Hradian returned to the workbench and made ready-moving things from here to there, setting a tin pot upon a tripod and placing a small but unlit fat-burner beneath. She laid out on the table an especially prepared square of vellum, its color flesh-tone, though nigh alabaster, and she weighted down the corners with odds and ends to hold it flat. She arranged other jars and vials and laid out ingredients and examined all, often referring to her grimoire. Finally satisfied, she waited, for there was little else she could do until the last component was obtained. Then she sat on the high stool and shifted a candle closer to her spell book. But even as she idly turned through the pages describing the preparation of the potion, her thoughts were upon revenge.

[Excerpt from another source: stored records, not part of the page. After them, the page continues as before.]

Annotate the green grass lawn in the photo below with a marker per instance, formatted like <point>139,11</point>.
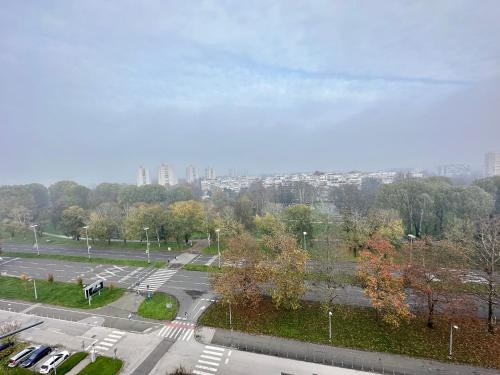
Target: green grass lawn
<point>4,360</point>
<point>155,307</point>
<point>103,366</point>
<point>211,250</point>
<point>56,293</point>
<point>200,268</point>
<point>357,327</point>
<point>83,259</point>
<point>71,362</point>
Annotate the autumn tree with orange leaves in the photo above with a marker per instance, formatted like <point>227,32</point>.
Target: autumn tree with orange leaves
<point>385,289</point>
<point>243,272</point>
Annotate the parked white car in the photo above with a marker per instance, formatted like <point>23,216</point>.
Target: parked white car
<point>54,361</point>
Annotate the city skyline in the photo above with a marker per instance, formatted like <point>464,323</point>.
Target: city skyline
<point>284,88</point>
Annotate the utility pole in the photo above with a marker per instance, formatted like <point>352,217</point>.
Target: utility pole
<point>87,238</point>
<point>147,243</point>
<point>218,244</point>
<point>36,238</point>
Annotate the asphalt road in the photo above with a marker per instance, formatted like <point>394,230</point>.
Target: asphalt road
<point>116,253</point>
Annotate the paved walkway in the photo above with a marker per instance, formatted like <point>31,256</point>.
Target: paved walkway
<point>340,357</point>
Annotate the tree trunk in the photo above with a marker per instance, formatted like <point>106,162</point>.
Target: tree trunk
<point>491,324</point>
<point>430,316</point>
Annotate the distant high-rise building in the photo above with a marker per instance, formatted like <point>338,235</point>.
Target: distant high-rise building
<point>492,164</point>
<point>192,174</point>
<point>454,170</point>
<point>166,175</point>
<point>143,176</point>
<point>209,173</point>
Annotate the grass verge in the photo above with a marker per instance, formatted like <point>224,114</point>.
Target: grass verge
<point>200,268</point>
<point>71,362</point>
<point>211,250</point>
<point>357,327</point>
<point>103,366</point>
<point>156,307</point>
<point>4,360</point>
<point>55,293</point>
<point>82,259</point>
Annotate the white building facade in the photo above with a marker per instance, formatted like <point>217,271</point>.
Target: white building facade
<point>192,174</point>
<point>492,164</point>
<point>210,173</point>
<point>166,175</point>
<point>143,176</point>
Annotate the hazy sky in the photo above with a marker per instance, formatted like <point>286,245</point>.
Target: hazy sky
<point>90,90</point>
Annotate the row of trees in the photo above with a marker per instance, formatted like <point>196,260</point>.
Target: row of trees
<point>178,220</point>
<point>442,275</point>
<point>251,271</point>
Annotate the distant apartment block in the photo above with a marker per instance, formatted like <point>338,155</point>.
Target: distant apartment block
<point>166,175</point>
<point>454,170</point>
<point>210,173</point>
<point>492,164</point>
<point>143,176</point>
<point>192,174</point>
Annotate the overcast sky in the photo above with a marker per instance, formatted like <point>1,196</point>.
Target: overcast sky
<point>90,90</point>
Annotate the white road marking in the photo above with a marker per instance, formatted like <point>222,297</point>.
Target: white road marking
<point>206,368</point>
<point>201,372</point>
<point>210,357</point>
<point>214,348</point>
<point>208,362</point>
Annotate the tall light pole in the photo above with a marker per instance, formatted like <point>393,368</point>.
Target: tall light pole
<point>87,238</point>
<point>452,327</point>
<point>330,324</point>
<point>411,237</point>
<point>218,244</point>
<point>36,239</point>
<point>147,243</point>
<point>34,289</point>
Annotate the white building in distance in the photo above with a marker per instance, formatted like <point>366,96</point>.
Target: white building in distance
<point>143,176</point>
<point>492,164</point>
<point>210,173</point>
<point>166,175</point>
<point>192,174</point>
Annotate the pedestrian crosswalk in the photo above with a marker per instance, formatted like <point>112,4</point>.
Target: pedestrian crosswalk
<point>210,360</point>
<point>156,280</point>
<point>109,341</point>
<point>177,330</point>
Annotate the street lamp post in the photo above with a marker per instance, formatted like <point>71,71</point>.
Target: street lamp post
<point>34,288</point>
<point>147,243</point>
<point>411,237</point>
<point>330,324</point>
<point>87,238</point>
<point>452,327</point>
<point>36,238</point>
<point>305,249</point>
<point>218,244</point>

“First to die was Rhensibe,” Hradian muttered, her mind going back to the day in a ramshackle tavern when she discovered that her eldest sister had been slain. .
. .
No one took note of the old woman entering the small saloon to set her bundle of twigs down by the door. She shook out her shawl, drops of rain flying wide. Then, through the reek of unwashed bodies and acrid woodsmoke and days-old vomit and piss and belch and fart, slowly she made her way among the gathering to the wooden plank that served as a bar. The babble of conversation did not pause, for remarkable news had come by the tinker standing at the fireplace and warming himself.
“Tore apart, she was.”
“How?”
“By the prince’s very own hands, I hear.”